Broadacre farmers in Western Australia’s grain belt are facing lengthy delays for crop-dusting services, sparking “desperation” amid concern that crops will suffer in a year with record production potential.
- Thanks to a unseasonably wet winter causing significant water-logging across southern Western Australia, access paddocks via the ground is limited
- Farmers are also facing delays in securing aerial-application services to disperse fertiliser and chemicals on their crops
- Growers also fear they will not be able to capitalise on current record market conditions
Pilots say they are racing to clear up to four weeks of work spraying and fertilising paddocks, due to unprecedented demand caused by widespread waterlogging.
The wet conditions are posing significant challenges for farmers from Esperance to Northampton who traditionally rely on ground-based application.
John Young farms at Calingiri, 135 kilometres north-east of Perth in WA’s Wheatbelt.
He said he was facing the prospect of “significant yield loss” with his canola if he could not source a crop duster soon.
“We’ve had well-above-average rainfall, especially during July and the start of August, so we just can’t get on the ground,” he said.
“[The backlog for crop-duster services] has been of our design because ,in the dry years, we don’t use the spray operators, so they reduce their capacity and then we have a year like this where we all desperately want them.
“We expect them to just turn the tap on and that’s just not possible, because there’s a significant capital investment and workforce they need.”
Pilot: ‘We can hear the desperation’
Helispecs chief pilot Brent Nottage said he had knocked back work after only being able to fly a handful of days in July.
“I’ve probably turned away 35,000-40,000 hectares.
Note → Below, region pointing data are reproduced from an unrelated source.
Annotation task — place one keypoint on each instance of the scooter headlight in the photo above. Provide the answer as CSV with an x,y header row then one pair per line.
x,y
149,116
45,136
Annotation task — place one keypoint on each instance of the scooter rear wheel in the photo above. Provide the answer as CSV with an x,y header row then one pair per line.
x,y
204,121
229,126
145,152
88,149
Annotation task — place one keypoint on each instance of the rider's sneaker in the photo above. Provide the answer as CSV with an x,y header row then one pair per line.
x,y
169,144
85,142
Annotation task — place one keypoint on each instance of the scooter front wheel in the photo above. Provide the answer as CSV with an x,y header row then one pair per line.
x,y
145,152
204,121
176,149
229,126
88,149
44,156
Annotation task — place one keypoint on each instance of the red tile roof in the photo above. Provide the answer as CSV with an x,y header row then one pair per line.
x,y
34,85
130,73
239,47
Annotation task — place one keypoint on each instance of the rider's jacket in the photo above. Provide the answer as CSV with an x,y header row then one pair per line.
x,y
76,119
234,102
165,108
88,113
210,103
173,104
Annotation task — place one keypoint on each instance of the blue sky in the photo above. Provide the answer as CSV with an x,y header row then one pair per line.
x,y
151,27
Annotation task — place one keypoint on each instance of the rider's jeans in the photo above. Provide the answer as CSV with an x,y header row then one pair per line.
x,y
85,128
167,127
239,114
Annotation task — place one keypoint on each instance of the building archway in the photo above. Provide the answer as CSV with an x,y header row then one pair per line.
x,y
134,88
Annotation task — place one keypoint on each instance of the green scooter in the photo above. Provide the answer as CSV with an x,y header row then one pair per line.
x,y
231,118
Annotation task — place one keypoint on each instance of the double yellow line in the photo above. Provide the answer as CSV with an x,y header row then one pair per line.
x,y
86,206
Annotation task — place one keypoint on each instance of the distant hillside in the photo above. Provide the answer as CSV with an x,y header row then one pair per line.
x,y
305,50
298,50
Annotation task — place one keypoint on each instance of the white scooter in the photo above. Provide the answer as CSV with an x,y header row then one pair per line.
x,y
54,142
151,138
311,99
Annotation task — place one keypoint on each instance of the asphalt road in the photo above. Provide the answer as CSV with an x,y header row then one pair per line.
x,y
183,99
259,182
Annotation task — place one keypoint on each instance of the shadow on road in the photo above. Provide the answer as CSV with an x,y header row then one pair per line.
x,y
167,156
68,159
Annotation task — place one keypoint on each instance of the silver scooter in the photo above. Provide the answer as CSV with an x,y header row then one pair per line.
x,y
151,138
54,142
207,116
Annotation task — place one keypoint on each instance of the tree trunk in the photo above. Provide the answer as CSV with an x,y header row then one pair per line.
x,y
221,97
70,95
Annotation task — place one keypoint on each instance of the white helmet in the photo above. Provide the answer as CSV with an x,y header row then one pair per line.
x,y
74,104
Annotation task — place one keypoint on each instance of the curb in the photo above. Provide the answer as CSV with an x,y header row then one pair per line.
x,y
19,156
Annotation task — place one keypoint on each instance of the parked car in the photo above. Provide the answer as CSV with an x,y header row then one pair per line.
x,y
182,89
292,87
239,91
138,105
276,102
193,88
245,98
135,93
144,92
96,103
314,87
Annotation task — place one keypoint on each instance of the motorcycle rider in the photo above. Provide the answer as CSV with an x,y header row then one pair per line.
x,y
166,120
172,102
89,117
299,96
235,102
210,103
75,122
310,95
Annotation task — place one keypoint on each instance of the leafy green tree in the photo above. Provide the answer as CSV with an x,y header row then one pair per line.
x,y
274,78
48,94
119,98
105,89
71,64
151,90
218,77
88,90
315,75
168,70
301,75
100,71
I just said, ‘I can’t be there’, and ‘I can’t do it’,” Mr Nottage said.
“I’ve been offered all kinds of incentives to turn up … sometimes $10 a hectare more.
Mr Nottage said farmers who did not have aerial-application services locked in could miss out.
“Farmers won’t have crops sprayed, there’s a few planes over east available but no pilots to fly them and border restrictions are also a problem.”
Mr Nottage said he had lodged an application to allow more crew and an extra aircraft into the state from regional Queensland but the requests had been declined.
“[The West Australian government] won’t even look at bringing in other companies to give us a hand,” he said. “I’ve been trying for two to three weeks now, but it gets automatically rejected.”